When I was a new mom I found this neat little rocker-bouncer thing at a neighbor’s yard sale. I loved how quaint and old school it was. So for a couple of bucks, I claimed it for my own carpet crawlers. With a little sanding and varnish, it looked good enough to keep around even after the kids outgrew it.
A decade later a friend asked me to donate it to raise money for the food co-op. I couldn’t refuse. The rocker was snatched up quickly by a bidder in the front row which made the food co-op very happy. That was that.
Five years later I decided to pursue a career in another state. That meant selling my 1909 home with a butler’s pantry, porch swing, and 2-way stair access. I really loved that place. But the young couple who bought it loved it too. And because they were friends of friends, I designated a room for them to drop things off before we closed the deal.

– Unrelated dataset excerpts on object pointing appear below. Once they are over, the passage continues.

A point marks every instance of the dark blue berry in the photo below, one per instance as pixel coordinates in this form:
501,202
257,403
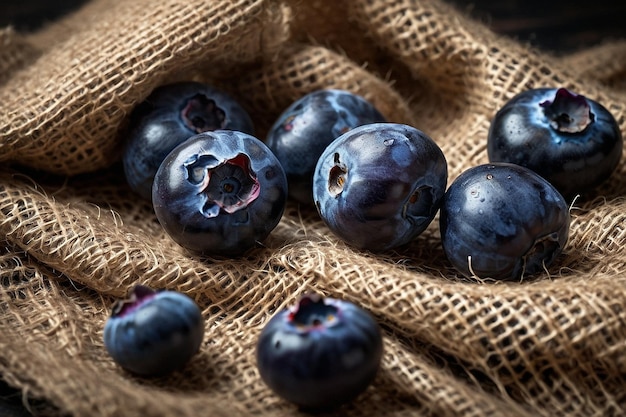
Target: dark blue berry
380,185
503,221
572,141
320,353
171,114
311,123
153,333
220,192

The last few weeks there were kind of sad. Every night after work I’d walk through the house reliving memories and making sure I had emptied all the closets. Then one night I was shaken to the core by what I found. There in the midst of the growing pile of the buyers’ belongings was the old rocker-bouncer I had restored fifteen years earlier. It had come home with a new family to start another story. Don’t you just love happy endings?
PS: I recently learned that the little rocker bouncer, called the ShooFly Teeter Totter was made by the Delphos Bending Company in the mid-50s. A barrel hoop maker, Delphos began manufacturing children’s furniture in 1934. By 1951 it was the world’s largest manufacturer of kids’ furniture.
My first antique store experience was in the 80’s in Michigan. The owners’ love of things old and precious was absolutely contagious. Over the years I would buy a vintage silver heart-shaped pendant, a large framed beveled mirror from a gorgeous Mae West era sideboard, and an 1860’s nightstand from them. I still have and love them all.
The many wonderful things I’ve collected since then have come with the memory of who was with me when I bought them, and where they came from. My house is full of flashbacks.
Then every so often someone will become attached to something on my wall or shelf; a face that looks like someone they know; the image of the Spirit of St Louis against a menacing sky; an antique English plate with a real historical connection to them. So I gladly relinquish them to the people they belong with. It makes me so happy to know they’re loved even more by someone else.
My friend’s husband once asked her, “why do you buy old things when you can afford to have whatever you want new?” Why? Because every piece tells a story. It reminds us that those who came before us lived, loved, feared, cried, laughed, and grew in the presence of these wonderfully comforting treasures.
Now my daughter is embracing vintage pieces in her home. Last year she used an old mid-century snow sled as part of her Christmas decoration. Imagine my surprise when without knowing it, she had bought one that was identical to the one I had has a kid.
The point is, sometimes we’re the permanent recipient. Other times we’re the interim caretaker. Either way, it’s a good thing.